Le 7 septembre , puis le 23 septembre, près de trois millions de nos concitoyens étaient dans la rue pour dire « non » à une réforme des retraites qui promet de frapper durement les salariés, et en premier lieu les femmes et les ouvriers.
Cette réforme, injuste et cynique, n’a fait l’objet d’aucune négociation véritable avec les organisations syndicales. Elle est imposée par un homme seul, qui coûte que coûte applique une commande du Medef, au mépris de la mobilisation populaire, au mépris de la représentation nationale, privée de tout débat digne de ce nom, et au mépris de son propre engagement électoral à ne pas toucher à l’âge de la retraite.

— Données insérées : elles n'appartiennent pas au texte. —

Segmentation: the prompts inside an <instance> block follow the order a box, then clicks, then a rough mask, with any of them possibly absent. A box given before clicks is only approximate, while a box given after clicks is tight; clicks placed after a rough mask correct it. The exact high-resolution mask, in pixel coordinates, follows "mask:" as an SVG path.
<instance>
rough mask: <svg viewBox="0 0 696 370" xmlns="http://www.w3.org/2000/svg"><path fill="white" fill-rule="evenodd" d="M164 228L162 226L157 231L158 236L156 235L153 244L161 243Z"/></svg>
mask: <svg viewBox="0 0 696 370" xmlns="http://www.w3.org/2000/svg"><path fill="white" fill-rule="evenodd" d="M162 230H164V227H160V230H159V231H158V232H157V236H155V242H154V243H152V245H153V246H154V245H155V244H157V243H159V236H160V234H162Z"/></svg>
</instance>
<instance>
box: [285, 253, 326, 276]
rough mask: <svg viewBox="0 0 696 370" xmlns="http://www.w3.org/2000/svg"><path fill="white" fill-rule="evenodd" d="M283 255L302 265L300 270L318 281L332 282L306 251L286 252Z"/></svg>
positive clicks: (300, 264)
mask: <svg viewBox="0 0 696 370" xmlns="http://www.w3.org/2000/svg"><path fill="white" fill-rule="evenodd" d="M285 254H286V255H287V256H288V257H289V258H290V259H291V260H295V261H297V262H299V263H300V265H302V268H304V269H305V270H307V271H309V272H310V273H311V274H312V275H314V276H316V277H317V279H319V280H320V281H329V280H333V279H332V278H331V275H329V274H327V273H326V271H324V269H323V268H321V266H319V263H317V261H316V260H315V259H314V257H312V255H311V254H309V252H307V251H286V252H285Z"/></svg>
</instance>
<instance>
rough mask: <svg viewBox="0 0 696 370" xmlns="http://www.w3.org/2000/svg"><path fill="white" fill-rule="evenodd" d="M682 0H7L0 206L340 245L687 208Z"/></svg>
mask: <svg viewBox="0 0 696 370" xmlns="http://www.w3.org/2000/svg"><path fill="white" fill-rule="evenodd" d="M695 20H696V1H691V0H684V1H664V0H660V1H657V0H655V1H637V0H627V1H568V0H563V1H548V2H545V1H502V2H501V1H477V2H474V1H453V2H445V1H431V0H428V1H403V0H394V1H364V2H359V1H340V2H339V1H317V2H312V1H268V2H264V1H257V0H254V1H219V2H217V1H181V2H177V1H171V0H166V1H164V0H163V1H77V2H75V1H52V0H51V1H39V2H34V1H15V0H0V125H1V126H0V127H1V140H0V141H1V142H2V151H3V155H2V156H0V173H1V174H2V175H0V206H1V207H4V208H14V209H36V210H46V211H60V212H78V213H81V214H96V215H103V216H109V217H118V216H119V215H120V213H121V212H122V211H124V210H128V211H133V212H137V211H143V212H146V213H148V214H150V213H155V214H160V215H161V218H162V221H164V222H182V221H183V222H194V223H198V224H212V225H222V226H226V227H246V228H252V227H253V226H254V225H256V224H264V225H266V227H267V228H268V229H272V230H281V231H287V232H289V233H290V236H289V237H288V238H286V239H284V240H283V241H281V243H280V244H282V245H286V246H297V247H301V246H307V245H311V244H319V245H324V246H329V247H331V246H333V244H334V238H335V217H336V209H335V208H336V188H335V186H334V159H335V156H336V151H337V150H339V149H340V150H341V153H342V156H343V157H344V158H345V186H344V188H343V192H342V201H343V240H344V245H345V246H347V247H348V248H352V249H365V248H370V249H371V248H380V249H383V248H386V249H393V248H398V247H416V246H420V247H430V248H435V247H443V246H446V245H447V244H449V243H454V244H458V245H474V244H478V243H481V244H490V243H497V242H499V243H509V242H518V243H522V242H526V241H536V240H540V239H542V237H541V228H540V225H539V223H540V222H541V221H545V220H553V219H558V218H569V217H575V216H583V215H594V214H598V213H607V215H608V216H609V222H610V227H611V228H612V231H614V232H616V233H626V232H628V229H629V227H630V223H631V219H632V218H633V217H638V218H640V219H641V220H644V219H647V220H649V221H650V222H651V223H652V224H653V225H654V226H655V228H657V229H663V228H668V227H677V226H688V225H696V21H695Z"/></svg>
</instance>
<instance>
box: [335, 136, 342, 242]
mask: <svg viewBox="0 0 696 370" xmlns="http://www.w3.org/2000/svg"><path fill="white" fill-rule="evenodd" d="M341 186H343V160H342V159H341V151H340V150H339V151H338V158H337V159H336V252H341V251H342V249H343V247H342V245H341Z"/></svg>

À l’inverse, il veut revenir sur une réforme adoptée par le peuple à la faveur de la victoire de la gauche en 1981. C’est ainsi, sans la moindre considération pour les règles les plus élémentaires de la démocratie, que Nicolas Sarkozy veut imposer à notre pays une régression sociale sans précédent depuis la Libération.
Face à ce déni de justice et de démocratie, face à ce coup de force politique, et alors même que sept confédérations syndicales ont souligné le 9 septembre que « le vote de ce projet n’est plus d’actualité », les soussignés se prononcent, en vertu de l’article 11 de la Constitution, pour l’arrêt immédiat de la procédure d’adoption de ce projet de loi et la convocation d’un référendum sur celui-ci. Ils entendent ainsi contraindre le président de la République à ouvrir un débat qu’il n’a cessé d’entraver et à favoriser son appropriation citoyenne en vue d’un choix de société éclairé et transparent.
D’autres solutions sont possibles, exemple la proposition de loi n°2679, présentée par les députées du Front de gauche en juin 2010, que voici :http://www.assemblee-nationale.fr/1....
Il est vrai que le référendum fait peur, car ce mode d'expression de consultation popualire et démocratique peut se retourner contre la personne qui est à l'initiative. Et en cas de désaveux la meilleure solution est la démission (En 1969, les Français ont rejeté la régionalisation proposée au référendum par le général de Gaulle qui, ayant mis son mandat en jeu, a quitté le pouvoir.)
Qui peut être à l'initiative du référendum :
- soit du président de la République, sur proposition du Gouvernement pendant la durée des sessions ou sur proposition conjointe des deux assemblées, publiées au Journal Officiel (art. 11 al. 1). Cependant, hors cohabitation, le président en décide souvent seul en pratique, la proposition a posteriori du Premier ministre, et de son Gouvernement, allant de soi.
- soit par un cinquième des membres du Parlement, soutenue par un dixième des électeurs inscrits sur les listes électorales (art. 11 al. 3) mais le référendum n'a lieu que si, à la suite de cette initiative, le parlement n'examine pas la proposition dans un délai prescrit par une loi organique (pas encore adoptée) (art. 11 al. 5). Le Conseil constitutionnel contrôle la mise en œuvre de ces dispositions (art. 11 al. 4) et la proposition de loi référendaire qui peut en résulter (art. 61 al. 1). À noter les suggestions de réformes en faveur de l'initiative populaire (Cf. infra).
Les syndicats unitairement appellent, dans le même mouvement, à l’intensification de la mobilisation populaire, le 02 octobre et après.